AI has unique potential as a breeding ground for unintended consequences. Problematic areas include how data is collected and used, what effects AI has on society, and how AI is regulated.

  • Bias—Downstream effects happen when biases arise in the training dataset, the algorithms, or the output results of AI. This may perpetuate and even exacerbate biases. For instance, historical arrest data can influence AI to reinforce bias in policing certain neighborhoods while ignoring newer crime trends in others.
  • Environmental impacts—The computing power necessary for AI requires tremendous amounts of both electricity to run the servers and fresh water to cool them down. That puts AI generation in competition with human needs for those resources. Mining the rare earth minerals necessary for advanced electronics damages the environment. Disposal of these items generates new non-recyclable wastes and pollution.
  • Employment impacts—Business automation historically leads to job losses. Recent studies suggest that AI will cost more jobs than it creates over the next 5-10 years. If AI outpaces our ability to absorb those job losses into our society, unemployment will soar.

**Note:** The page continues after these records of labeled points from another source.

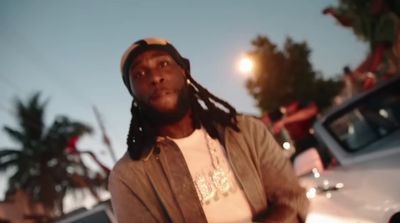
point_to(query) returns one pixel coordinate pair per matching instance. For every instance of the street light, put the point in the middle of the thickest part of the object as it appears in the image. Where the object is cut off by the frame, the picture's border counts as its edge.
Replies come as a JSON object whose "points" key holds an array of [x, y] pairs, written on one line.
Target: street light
{"points": [[246, 65]]}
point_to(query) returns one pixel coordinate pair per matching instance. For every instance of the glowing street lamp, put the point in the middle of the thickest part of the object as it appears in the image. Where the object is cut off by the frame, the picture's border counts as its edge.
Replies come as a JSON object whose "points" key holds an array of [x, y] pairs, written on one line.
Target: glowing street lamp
{"points": [[246, 65]]}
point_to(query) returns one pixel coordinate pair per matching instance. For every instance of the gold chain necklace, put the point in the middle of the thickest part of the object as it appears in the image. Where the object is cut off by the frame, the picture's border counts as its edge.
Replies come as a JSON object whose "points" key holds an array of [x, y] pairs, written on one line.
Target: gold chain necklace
{"points": [[216, 181]]}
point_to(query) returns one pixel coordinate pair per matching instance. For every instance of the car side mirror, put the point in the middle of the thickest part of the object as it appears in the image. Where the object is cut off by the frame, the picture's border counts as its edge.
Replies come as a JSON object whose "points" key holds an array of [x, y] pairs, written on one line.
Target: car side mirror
{"points": [[307, 162]]}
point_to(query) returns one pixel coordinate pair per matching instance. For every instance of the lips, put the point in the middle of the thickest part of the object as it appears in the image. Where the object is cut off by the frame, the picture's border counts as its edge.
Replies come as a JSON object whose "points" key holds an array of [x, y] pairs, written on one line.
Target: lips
{"points": [[159, 93]]}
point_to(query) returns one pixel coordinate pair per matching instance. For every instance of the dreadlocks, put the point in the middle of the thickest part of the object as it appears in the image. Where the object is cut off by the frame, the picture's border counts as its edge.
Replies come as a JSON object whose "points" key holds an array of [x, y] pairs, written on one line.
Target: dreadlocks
{"points": [[208, 111]]}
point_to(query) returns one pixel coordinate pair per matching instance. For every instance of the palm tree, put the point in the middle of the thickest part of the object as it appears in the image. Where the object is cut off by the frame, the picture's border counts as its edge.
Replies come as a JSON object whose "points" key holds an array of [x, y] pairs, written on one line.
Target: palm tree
{"points": [[41, 164]]}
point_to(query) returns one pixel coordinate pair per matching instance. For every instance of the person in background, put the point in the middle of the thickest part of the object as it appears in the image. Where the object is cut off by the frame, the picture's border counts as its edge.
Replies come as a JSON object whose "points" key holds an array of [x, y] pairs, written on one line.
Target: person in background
{"points": [[190, 156], [298, 118]]}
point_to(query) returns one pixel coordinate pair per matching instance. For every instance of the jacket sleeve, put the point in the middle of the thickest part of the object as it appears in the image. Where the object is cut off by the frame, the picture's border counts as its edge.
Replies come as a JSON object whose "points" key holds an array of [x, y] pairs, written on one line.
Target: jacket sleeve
{"points": [[126, 205], [286, 199]]}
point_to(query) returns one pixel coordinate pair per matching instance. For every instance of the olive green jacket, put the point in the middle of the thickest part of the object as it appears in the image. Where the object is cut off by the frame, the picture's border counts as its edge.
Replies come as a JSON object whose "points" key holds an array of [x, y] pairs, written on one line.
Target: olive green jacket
{"points": [[159, 188]]}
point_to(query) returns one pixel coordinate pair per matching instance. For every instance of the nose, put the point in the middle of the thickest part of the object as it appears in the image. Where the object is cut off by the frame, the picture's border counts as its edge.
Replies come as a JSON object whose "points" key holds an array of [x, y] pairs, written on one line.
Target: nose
{"points": [[156, 78]]}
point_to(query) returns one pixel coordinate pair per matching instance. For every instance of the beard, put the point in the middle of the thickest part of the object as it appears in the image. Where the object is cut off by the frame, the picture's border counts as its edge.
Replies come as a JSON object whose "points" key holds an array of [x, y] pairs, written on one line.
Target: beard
{"points": [[160, 118]]}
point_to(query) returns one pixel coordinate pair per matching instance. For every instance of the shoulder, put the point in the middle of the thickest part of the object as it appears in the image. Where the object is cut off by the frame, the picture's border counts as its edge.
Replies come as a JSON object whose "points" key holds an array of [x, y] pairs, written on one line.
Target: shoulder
{"points": [[126, 169], [248, 123]]}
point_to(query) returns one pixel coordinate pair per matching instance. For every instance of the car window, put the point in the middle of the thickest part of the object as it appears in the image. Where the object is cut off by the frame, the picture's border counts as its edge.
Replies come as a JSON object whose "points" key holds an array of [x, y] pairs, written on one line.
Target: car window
{"points": [[369, 120]]}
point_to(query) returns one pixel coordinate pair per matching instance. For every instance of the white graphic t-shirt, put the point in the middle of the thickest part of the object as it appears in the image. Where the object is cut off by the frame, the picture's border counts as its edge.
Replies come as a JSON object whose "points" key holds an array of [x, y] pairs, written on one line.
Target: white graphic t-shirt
{"points": [[222, 198]]}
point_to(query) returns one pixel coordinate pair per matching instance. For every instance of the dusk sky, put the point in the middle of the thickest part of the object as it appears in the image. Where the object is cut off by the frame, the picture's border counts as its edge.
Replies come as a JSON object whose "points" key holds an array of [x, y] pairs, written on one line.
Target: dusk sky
{"points": [[70, 51]]}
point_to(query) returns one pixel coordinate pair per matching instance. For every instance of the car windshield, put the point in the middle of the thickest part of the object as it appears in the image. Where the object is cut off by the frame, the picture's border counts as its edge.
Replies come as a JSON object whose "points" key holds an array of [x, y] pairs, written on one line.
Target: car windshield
{"points": [[368, 120]]}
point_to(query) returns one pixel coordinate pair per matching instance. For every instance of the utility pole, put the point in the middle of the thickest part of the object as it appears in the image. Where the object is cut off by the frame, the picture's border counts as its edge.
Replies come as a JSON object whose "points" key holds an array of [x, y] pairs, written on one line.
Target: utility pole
{"points": [[106, 139]]}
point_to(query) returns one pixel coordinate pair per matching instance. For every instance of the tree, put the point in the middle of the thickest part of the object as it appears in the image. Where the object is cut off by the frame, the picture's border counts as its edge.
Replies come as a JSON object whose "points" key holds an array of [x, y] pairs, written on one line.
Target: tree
{"points": [[376, 22], [41, 164], [284, 75]]}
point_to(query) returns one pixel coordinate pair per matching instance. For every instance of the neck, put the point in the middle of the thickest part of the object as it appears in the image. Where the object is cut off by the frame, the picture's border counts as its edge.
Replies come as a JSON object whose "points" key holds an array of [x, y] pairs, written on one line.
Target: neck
{"points": [[180, 129]]}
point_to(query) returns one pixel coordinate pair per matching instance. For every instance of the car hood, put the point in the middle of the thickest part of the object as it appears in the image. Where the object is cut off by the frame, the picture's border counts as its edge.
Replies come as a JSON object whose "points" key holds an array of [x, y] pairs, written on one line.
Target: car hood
{"points": [[370, 192]]}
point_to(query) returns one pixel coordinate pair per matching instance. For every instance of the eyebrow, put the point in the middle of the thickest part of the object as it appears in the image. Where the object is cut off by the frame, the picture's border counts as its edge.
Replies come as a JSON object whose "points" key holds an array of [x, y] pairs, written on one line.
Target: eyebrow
{"points": [[155, 55]]}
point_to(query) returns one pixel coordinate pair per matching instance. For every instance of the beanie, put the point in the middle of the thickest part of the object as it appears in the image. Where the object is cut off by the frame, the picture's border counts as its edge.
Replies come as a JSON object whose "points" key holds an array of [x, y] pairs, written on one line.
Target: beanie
{"points": [[143, 45]]}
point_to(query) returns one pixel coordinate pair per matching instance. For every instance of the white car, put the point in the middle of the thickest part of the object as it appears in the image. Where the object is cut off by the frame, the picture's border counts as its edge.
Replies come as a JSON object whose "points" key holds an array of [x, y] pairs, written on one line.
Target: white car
{"points": [[363, 138]]}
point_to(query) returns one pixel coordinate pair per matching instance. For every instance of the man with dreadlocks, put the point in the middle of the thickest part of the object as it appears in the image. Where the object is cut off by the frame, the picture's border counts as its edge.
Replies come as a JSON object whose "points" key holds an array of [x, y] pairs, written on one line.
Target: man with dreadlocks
{"points": [[191, 157]]}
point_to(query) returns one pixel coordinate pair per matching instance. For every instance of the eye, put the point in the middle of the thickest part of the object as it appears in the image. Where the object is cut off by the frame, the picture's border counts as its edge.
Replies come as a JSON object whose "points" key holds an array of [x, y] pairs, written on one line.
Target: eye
{"points": [[164, 63], [138, 74]]}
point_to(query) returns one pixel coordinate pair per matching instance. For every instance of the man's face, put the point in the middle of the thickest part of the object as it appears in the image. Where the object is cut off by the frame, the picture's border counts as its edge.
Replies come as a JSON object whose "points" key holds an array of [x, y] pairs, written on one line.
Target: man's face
{"points": [[159, 85]]}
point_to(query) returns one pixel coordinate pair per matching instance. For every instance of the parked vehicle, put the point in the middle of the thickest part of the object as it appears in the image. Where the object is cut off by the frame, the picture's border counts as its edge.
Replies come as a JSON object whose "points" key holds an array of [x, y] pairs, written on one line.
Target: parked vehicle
{"points": [[363, 138]]}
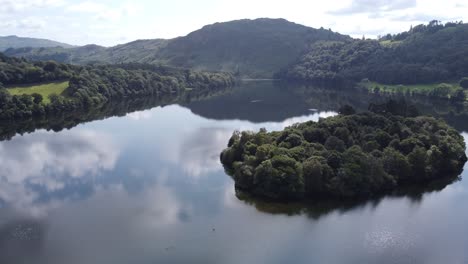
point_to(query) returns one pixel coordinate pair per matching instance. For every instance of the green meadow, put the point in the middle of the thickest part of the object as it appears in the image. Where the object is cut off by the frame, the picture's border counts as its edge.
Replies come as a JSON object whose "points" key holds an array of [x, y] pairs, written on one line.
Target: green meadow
{"points": [[43, 89]]}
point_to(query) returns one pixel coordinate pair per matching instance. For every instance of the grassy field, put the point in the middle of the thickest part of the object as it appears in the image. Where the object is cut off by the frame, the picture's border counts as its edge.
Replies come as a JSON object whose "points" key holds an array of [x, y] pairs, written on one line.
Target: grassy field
{"points": [[421, 89], [43, 89]]}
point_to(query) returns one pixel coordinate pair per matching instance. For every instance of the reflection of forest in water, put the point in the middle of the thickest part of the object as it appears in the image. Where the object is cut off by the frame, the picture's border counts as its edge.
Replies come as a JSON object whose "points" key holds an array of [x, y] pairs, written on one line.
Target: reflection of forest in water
{"points": [[262, 101], [256, 102], [276, 101], [316, 209]]}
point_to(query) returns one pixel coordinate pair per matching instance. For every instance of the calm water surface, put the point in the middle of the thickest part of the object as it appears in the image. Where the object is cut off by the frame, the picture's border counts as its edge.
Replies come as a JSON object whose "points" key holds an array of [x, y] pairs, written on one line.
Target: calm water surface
{"points": [[149, 188]]}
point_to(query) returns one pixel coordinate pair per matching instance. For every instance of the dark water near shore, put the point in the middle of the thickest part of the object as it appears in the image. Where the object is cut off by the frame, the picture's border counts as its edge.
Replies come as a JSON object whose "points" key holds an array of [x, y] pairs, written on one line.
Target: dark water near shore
{"points": [[148, 187]]}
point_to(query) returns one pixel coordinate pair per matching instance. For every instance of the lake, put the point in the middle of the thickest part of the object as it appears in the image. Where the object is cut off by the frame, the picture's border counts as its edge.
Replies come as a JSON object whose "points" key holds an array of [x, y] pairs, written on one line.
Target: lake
{"points": [[148, 187]]}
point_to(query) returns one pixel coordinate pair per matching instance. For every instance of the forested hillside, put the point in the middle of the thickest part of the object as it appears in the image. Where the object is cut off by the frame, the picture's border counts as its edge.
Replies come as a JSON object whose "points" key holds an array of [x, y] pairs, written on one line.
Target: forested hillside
{"points": [[346, 156], [425, 54], [20, 42], [94, 85], [248, 48]]}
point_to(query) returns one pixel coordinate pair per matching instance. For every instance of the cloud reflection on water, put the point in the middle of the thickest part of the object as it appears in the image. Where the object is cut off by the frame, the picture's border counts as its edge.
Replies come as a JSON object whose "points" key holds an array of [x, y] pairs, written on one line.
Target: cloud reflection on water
{"points": [[48, 161]]}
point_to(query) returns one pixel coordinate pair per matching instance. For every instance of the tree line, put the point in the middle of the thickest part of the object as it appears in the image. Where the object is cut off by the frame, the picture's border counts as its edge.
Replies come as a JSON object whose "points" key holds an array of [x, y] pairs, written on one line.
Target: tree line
{"points": [[95, 84], [346, 156], [425, 54]]}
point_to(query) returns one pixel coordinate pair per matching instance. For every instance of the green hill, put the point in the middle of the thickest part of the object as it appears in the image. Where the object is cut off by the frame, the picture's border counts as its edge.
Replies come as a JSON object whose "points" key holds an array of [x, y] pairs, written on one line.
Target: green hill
{"points": [[252, 48], [8, 42], [425, 54]]}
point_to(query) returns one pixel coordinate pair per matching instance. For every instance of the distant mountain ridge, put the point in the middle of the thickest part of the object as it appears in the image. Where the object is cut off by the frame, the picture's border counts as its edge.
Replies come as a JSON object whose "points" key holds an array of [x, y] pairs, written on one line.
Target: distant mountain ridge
{"points": [[8, 42], [250, 48]]}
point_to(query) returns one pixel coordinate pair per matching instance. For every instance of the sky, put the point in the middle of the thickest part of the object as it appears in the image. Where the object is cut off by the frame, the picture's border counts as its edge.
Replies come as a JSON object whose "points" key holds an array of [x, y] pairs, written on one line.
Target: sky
{"points": [[111, 22]]}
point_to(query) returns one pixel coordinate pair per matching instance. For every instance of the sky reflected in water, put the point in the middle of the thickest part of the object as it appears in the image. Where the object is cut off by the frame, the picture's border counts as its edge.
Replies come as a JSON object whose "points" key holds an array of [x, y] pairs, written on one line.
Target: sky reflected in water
{"points": [[149, 188]]}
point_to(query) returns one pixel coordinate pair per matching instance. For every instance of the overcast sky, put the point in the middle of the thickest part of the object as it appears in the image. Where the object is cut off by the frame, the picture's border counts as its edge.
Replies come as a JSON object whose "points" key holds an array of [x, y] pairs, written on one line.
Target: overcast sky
{"points": [[110, 22]]}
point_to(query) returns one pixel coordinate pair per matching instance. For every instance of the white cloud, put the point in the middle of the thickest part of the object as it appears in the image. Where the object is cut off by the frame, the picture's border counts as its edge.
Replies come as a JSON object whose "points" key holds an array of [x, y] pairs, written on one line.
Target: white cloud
{"points": [[49, 160]]}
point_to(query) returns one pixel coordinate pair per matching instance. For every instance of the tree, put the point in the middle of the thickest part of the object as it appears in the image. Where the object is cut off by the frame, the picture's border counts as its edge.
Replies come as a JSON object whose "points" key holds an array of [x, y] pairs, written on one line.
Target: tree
{"points": [[346, 110], [37, 98], [464, 82]]}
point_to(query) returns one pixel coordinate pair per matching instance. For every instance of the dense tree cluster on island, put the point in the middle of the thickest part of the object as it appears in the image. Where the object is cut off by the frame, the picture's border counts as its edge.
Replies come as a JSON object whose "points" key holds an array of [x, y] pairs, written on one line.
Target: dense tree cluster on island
{"points": [[95, 84], [425, 54], [346, 156]]}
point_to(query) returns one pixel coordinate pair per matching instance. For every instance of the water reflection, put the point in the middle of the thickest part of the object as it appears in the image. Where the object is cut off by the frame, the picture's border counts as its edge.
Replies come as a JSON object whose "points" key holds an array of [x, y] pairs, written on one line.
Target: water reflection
{"points": [[35, 168], [149, 188]]}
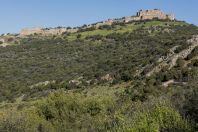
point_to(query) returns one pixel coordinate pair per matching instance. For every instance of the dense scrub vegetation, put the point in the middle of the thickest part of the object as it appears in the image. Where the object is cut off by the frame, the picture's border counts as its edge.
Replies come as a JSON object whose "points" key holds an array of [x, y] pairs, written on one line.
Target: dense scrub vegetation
{"points": [[86, 81]]}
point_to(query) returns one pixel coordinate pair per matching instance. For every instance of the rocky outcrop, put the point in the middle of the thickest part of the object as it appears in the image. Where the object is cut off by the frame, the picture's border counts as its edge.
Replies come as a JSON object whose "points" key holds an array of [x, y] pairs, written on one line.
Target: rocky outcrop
{"points": [[141, 15], [149, 15]]}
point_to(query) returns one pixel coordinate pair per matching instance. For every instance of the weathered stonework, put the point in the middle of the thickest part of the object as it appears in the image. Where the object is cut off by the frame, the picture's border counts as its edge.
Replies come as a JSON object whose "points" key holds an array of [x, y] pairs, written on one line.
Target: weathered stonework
{"points": [[149, 15], [141, 15]]}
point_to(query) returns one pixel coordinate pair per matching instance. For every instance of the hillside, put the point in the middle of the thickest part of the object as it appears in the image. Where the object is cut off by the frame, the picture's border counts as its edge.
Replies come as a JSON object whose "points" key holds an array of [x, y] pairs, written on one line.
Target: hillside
{"points": [[133, 76]]}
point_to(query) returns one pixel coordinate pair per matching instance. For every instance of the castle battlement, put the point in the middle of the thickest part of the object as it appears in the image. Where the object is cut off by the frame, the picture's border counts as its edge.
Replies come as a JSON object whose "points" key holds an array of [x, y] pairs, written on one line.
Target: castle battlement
{"points": [[141, 15]]}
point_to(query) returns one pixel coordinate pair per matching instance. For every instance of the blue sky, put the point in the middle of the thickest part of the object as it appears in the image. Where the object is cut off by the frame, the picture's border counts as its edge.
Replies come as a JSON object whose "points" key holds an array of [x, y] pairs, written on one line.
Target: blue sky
{"points": [[18, 14]]}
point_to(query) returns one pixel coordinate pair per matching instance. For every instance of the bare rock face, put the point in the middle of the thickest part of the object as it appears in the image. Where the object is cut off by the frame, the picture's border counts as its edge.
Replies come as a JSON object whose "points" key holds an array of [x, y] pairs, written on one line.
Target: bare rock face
{"points": [[30, 31], [141, 15], [149, 15]]}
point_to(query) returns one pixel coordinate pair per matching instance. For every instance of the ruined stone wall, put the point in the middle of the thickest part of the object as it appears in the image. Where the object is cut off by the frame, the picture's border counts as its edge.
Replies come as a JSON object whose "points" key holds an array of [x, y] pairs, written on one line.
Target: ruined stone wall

  • Misconduct—AI already aids in generating disinformation and fraud. Social media provides ample opportunity for AI bot accounts to spread dissension. AI can create misleading or outright fake content. With the growing ability to replicate voices, AI represents a new threat level of social engineering scams.
  • Privacy—It’s not just that AI has been trained on personal and sensitive data in many cases. It’s also how that data is subsequently used by AI. Has the subject consented? When does AI become illegal electronic surveillance? And does AI unintentionally divulge any personal information in its operation?
  • Regulation—Proponents of AI have argued against regulation on the grounds that it remains a developing technology. Regulation, in their view, would stifle innovation. However, the rapid evolvement of the technology in the last decade has outrun any public policy. If future AI impacts as many elements of society as promised, we’re already ill equipped to mitigate any side effects.

In conclusion, AI offers many benefits in data analysis, automation, and other useful functions. Computer scientists have made great strides in AI capabilities and implementations. We’ve reached a crossroads. If AI remains in service of humans, well-regulated and dedicated in purpose, it can provide vital assistance across a broad swath of industries. If, however, AI grows ever more unfettered by ethics or supervision, it may yet evolve into a historical lapse of human judgment.